2. Gender Power Analysis;
Conducting a gender power analysis is done at baseline and continuously in the programme life cycle so that we are able to identify and respond to the different needs of women and girls in a timely way through analysis of the gendered power dynamics between males and females. This thus informs programming to be adaptive and safe depending on what the results are and responding to it that improves the safety and dignity of women and girls. understanding the barriers’ to women’s participation and access to services.
3. Inclusive and intersectional
Our programme is all inclusive and does not discriminate (race, sex, religion, tribe, nationality, gender, age) as we believe in ones dignity being respected and human rights upheld. Women and girls are at the centre of our programme, this does not mean we do not work with men and boys. We do work with them as allies and acknowledge that we have to work everyone as VAW prevention is everyone’s responsibility as it harms everyone. Violence is thus not condoned whether perpetrated towards a female or male, our programme responds to this and also ensures same sex interviews. We are also very cognisant of the different needs of the groups like women with HIV, disabled and put in place strategies to ensure easy access to programme interventions in terms of location or venue – have rumps, interpreters, encurage caretakers to bring or guide the disabled to the venue, venue within the same location so that people do not have to move fr long distances, timeliness of our programme , we use the local language that the community understands,
4. Prioritize safety of women and girls
Minimise and mitigate potential backlash by identification of safety risks assessments, constraints to access of services, safety planning, referral pathways, lists, directories development and functionality (shared during all interventions, engagements and during data collection), use of women only safe spaces so that they can discuss their own concerns, having interventions in safe locations, ending at appropriate time giving them enough time to get home before dark and reducing further violence as a result of not being able to do the whore chores. Safeguarding policies, code of conduct implemented by staff, share feedback and complaints handling mechanisms, identification and use of feedback mechanisms and PSEA. Working in a multi-sectoral approach – coordinated, networked and collaborative way with actors working on GBV prevention and response.
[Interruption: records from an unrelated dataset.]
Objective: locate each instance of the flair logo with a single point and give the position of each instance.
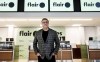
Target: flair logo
(4, 4)
(60, 4)
(35, 4)
(91, 4)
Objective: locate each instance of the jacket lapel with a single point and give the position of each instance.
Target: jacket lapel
(47, 36)
(41, 35)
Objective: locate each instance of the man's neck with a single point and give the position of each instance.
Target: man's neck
(45, 29)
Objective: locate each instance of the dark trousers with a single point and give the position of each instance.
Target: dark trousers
(46, 60)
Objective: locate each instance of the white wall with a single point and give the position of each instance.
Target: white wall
(4, 33)
(90, 32)
(75, 35)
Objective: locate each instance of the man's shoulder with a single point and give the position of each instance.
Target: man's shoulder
(39, 30)
(53, 30)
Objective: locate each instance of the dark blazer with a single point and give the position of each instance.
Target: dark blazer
(51, 45)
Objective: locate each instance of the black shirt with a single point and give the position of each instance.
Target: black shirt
(44, 35)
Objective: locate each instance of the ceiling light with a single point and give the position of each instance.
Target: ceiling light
(10, 25)
(81, 19)
(76, 24)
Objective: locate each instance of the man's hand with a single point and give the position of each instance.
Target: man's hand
(38, 54)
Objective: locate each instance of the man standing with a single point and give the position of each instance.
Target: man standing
(46, 43)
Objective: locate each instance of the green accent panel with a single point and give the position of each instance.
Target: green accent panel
(84, 53)
(16, 52)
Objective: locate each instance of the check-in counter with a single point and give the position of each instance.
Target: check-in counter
(6, 51)
(63, 54)
(94, 54)
(6, 55)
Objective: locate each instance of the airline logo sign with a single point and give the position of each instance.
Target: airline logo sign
(8, 5)
(36, 5)
(90, 5)
(61, 5)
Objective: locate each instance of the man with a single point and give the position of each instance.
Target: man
(46, 43)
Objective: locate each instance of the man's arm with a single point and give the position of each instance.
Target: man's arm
(57, 44)
(35, 44)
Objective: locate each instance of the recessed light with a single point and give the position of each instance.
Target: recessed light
(76, 24)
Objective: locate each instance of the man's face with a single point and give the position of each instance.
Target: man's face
(45, 23)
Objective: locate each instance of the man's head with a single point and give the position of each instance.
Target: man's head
(45, 23)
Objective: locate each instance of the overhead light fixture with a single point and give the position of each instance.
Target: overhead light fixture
(76, 24)
(10, 25)
(51, 19)
(81, 19)
(60, 19)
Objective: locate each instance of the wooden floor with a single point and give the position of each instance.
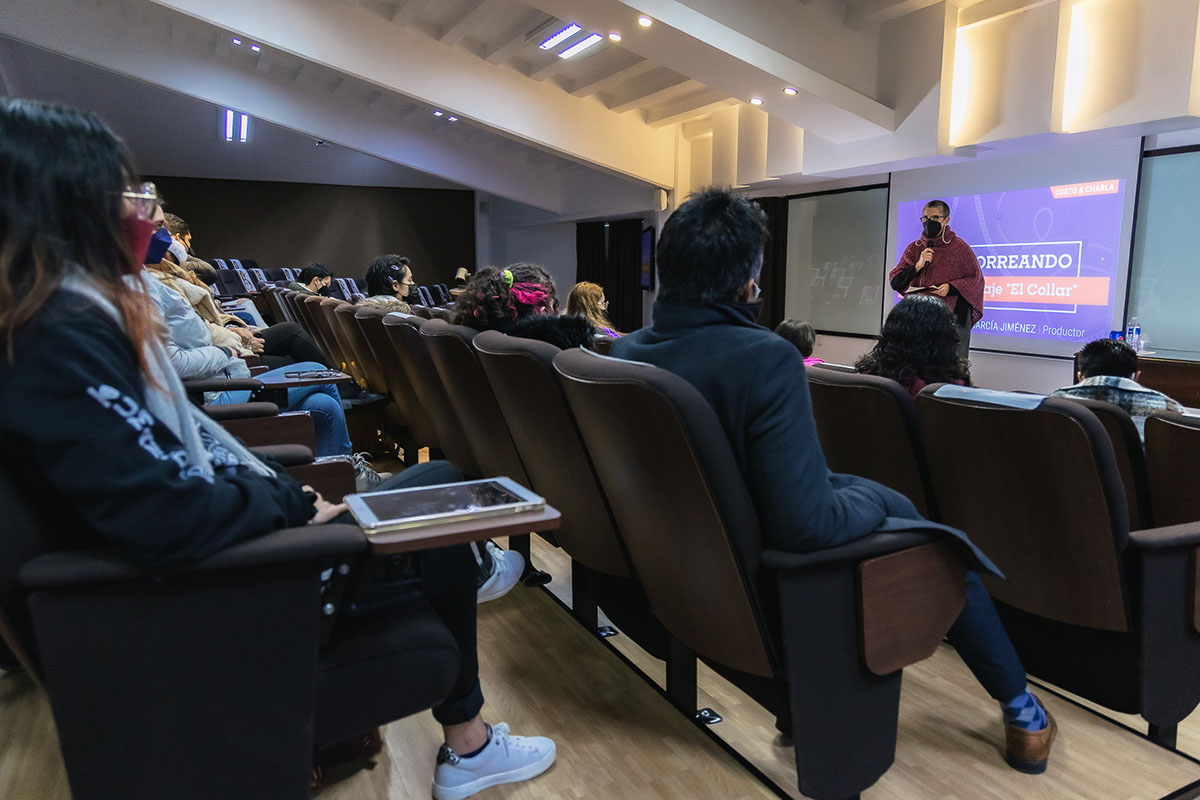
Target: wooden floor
(618, 738)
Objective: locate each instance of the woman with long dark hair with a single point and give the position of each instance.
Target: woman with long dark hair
(96, 431)
(919, 346)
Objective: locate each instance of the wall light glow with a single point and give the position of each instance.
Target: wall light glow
(960, 88)
(1077, 70)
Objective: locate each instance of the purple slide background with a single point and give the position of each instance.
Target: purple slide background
(1031, 217)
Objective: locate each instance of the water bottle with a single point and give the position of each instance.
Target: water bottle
(1133, 332)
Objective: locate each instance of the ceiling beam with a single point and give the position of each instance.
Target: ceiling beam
(409, 11)
(718, 55)
(611, 79)
(871, 13)
(408, 61)
(469, 20)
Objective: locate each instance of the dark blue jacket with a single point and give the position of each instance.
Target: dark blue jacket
(755, 382)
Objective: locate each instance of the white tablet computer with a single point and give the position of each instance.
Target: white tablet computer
(430, 505)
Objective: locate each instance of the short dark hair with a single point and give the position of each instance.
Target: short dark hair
(919, 340)
(711, 247)
(175, 224)
(1108, 358)
(313, 271)
(383, 271)
(799, 334)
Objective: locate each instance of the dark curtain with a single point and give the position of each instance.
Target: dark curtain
(774, 262)
(611, 254)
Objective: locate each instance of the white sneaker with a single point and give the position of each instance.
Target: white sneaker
(508, 567)
(505, 759)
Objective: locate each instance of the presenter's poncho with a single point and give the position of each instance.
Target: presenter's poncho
(953, 263)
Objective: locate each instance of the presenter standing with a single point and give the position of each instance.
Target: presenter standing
(942, 265)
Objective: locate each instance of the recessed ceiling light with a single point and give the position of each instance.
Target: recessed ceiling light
(561, 36)
(575, 49)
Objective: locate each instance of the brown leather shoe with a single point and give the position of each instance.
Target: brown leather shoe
(1030, 750)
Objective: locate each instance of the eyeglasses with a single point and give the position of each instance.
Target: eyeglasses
(144, 199)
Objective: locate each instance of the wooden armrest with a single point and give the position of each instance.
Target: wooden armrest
(241, 410)
(1167, 537)
(76, 567)
(286, 455)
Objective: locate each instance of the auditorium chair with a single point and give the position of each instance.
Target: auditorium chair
(405, 334)
(479, 416)
(1131, 459)
(868, 427)
(1173, 462)
(207, 680)
(415, 429)
(832, 678)
(1093, 607)
(521, 373)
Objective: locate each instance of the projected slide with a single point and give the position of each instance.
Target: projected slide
(1049, 257)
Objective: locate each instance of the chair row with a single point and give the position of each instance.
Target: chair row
(1062, 497)
(661, 533)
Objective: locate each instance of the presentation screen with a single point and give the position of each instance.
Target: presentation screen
(1049, 256)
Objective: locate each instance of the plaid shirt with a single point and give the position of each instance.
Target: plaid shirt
(1129, 395)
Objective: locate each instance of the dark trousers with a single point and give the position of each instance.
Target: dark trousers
(984, 645)
(449, 584)
(287, 343)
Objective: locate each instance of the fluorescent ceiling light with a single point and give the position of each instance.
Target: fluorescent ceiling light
(561, 36)
(575, 49)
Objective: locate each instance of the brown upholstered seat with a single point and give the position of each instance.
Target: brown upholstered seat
(395, 380)
(223, 654)
(1093, 608)
(1173, 463)
(1131, 459)
(868, 427)
(691, 530)
(405, 334)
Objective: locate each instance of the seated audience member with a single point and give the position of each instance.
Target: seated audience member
(183, 235)
(521, 301)
(192, 354)
(709, 257)
(1108, 371)
(919, 346)
(313, 280)
(97, 434)
(803, 336)
(389, 281)
(276, 346)
(587, 300)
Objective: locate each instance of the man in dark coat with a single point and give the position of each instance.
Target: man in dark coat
(709, 257)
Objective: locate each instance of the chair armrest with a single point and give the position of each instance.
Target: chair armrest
(76, 567)
(241, 410)
(857, 551)
(286, 455)
(221, 385)
(1168, 537)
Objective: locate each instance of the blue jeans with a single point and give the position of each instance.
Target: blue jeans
(323, 403)
(984, 645)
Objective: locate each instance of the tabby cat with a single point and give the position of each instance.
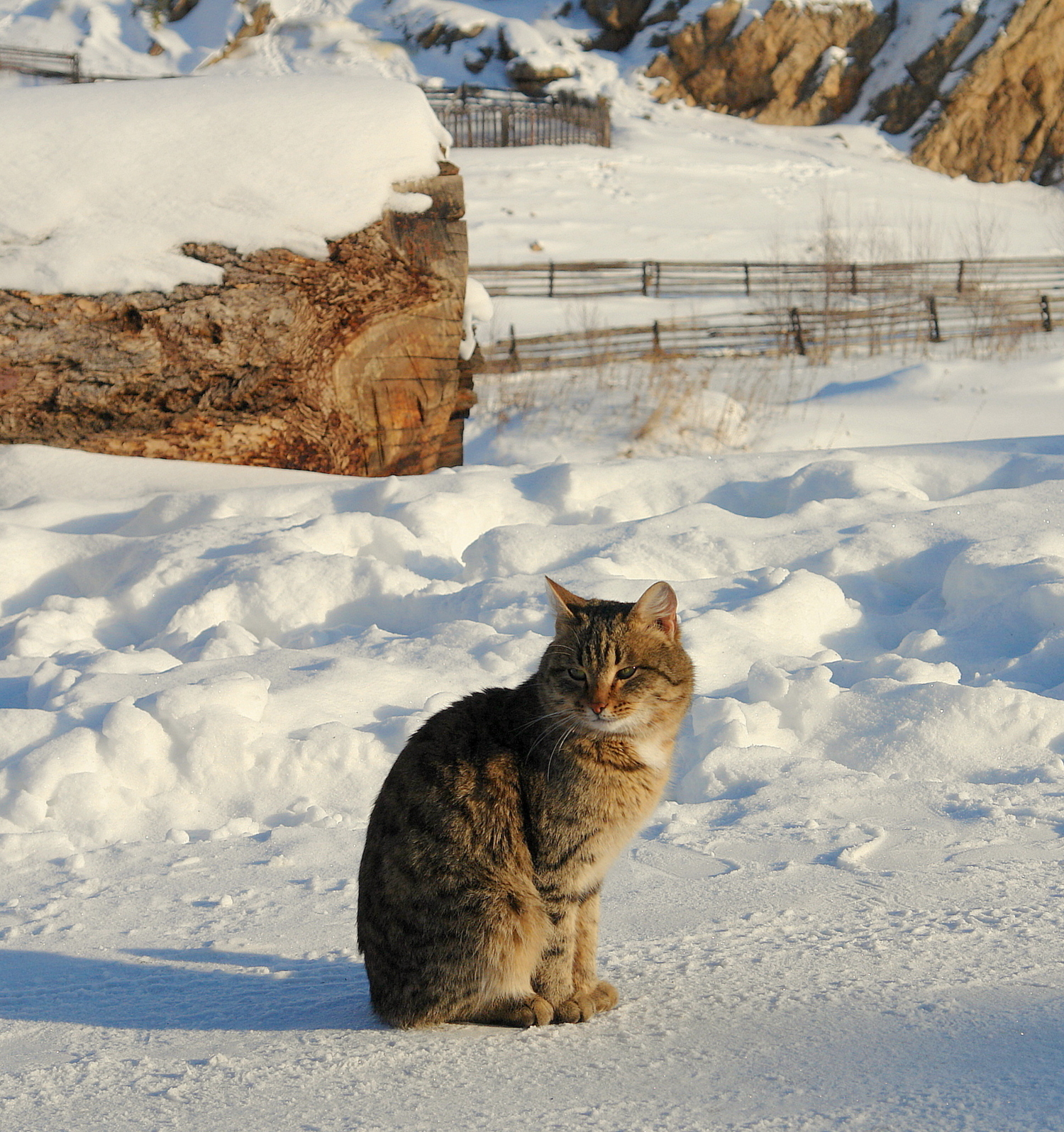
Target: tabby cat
(489, 840)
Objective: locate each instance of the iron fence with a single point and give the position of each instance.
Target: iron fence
(480, 118)
(815, 332)
(663, 279)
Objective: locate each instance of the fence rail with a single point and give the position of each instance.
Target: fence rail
(478, 118)
(663, 279)
(813, 332)
(43, 64)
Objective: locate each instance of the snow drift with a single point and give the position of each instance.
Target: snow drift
(206, 653)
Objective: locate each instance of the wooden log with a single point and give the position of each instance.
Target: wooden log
(348, 365)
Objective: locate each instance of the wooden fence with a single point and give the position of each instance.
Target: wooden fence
(815, 332)
(660, 279)
(478, 118)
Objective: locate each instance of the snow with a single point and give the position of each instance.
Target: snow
(845, 914)
(209, 670)
(104, 184)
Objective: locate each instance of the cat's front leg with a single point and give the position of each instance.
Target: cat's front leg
(590, 995)
(554, 974)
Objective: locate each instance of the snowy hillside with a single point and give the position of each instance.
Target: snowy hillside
(846, 915)
(843, 915)
(443, 40)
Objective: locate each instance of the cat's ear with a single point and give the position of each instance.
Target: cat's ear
(658, 607)
(563, 601)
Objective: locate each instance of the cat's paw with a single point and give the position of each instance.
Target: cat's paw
(585, 1004)
(533, 1011)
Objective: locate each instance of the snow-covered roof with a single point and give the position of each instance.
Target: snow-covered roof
(104, 182)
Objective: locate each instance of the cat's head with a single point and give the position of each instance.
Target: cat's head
(616, 667)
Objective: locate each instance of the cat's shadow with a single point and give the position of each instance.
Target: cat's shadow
(186, 989)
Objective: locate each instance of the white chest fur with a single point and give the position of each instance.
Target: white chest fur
(652, 750)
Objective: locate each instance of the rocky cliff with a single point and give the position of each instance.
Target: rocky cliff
(978, 87)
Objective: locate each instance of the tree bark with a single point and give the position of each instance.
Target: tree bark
(348, 365)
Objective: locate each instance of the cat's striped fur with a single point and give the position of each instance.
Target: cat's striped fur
(488, 843)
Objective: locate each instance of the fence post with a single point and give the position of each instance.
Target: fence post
(933, 316)
(796, 330)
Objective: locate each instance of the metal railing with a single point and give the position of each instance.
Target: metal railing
(815, 332)
(663, 279)
(482, 118)
(42, 64)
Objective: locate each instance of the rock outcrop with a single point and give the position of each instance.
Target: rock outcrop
(980, 87)
(797, 66)
(1004, 121)
(348, 365)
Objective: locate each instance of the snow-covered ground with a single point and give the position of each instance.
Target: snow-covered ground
(845, 915)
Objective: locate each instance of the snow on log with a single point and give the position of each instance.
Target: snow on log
(238, 271)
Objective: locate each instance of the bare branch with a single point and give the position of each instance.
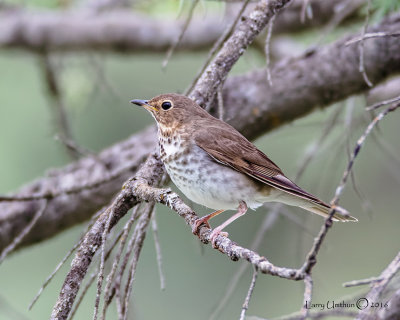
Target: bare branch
(361, 282)
(119, 31)
(179, 39)
(372, 36)
(317, 79)
(249, 294)
(378, 288)
(152, 173)
(361, 66)
(17, 240)
(157, 245)
(234, 47)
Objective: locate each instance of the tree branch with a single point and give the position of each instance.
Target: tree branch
(317, 79)
(123, 31)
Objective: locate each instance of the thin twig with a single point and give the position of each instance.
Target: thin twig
(58, 107)
(306, 11)
(308, 286)
(267, 50)
(61, 263)
(181, 34)
(157, 245)
(372, 35)
(77, 189)
(311, 257)
(140, 230)
(93, 276)
(220, 103)
(217, 45)
(361, 282)
(267, 224)
(378, 287)
(249, 294)
(382, 103)
(110, 277)
(102, 263)
(361, 66)
(73, 146)
(17, 240)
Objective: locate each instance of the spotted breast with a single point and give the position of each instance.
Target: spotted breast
(203, 180)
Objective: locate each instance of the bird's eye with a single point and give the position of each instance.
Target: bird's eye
(166, 105)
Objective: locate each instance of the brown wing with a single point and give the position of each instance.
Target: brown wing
(227, 146)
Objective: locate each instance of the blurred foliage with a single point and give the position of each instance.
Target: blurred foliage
(380, 8)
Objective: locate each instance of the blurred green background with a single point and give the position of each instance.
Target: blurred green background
(196, 276)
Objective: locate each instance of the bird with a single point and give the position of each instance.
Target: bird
(214, 165)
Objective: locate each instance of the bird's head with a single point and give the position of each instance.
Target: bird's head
(172, 110)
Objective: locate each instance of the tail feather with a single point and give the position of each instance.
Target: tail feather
(339, 215)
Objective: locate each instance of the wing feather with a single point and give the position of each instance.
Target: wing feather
(227, 146)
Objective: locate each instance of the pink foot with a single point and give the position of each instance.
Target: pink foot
(198, 222)
(214, 235)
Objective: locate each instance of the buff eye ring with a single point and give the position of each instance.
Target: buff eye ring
(166, 105)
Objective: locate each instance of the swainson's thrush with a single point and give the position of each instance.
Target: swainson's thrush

5. Starting with ourselves;
Capacity building of staff to increase knowledge and skills on GBV prevention and response (survivor centerdness, GBV programming, guiding principles, GBV core competencies through trainings, onsite mentorship and support visits, exchange learning visits, Community of Practice sessions, GBV working group/cluster/network sessions.
Staff care and support through proactively including a line on staff care and support in the project proposals, work plans, funding it – allocate resources. Having it as an organizational duty so that its looked at as legal or moral obligation to protect, mitigate and address any foreseeable risks that may harm staff. Recruitment processes; include budget for sufficient staff, working with Women centered organizations, PSEA for staff and programme participants, building a culture of staff care and support, setting clear boundaries, clear induction processes, JDs, hours of work, leave being an entitlement and taken not forfeiting it due to lack of time to take it or work load, health insurance schemes, team building sessions.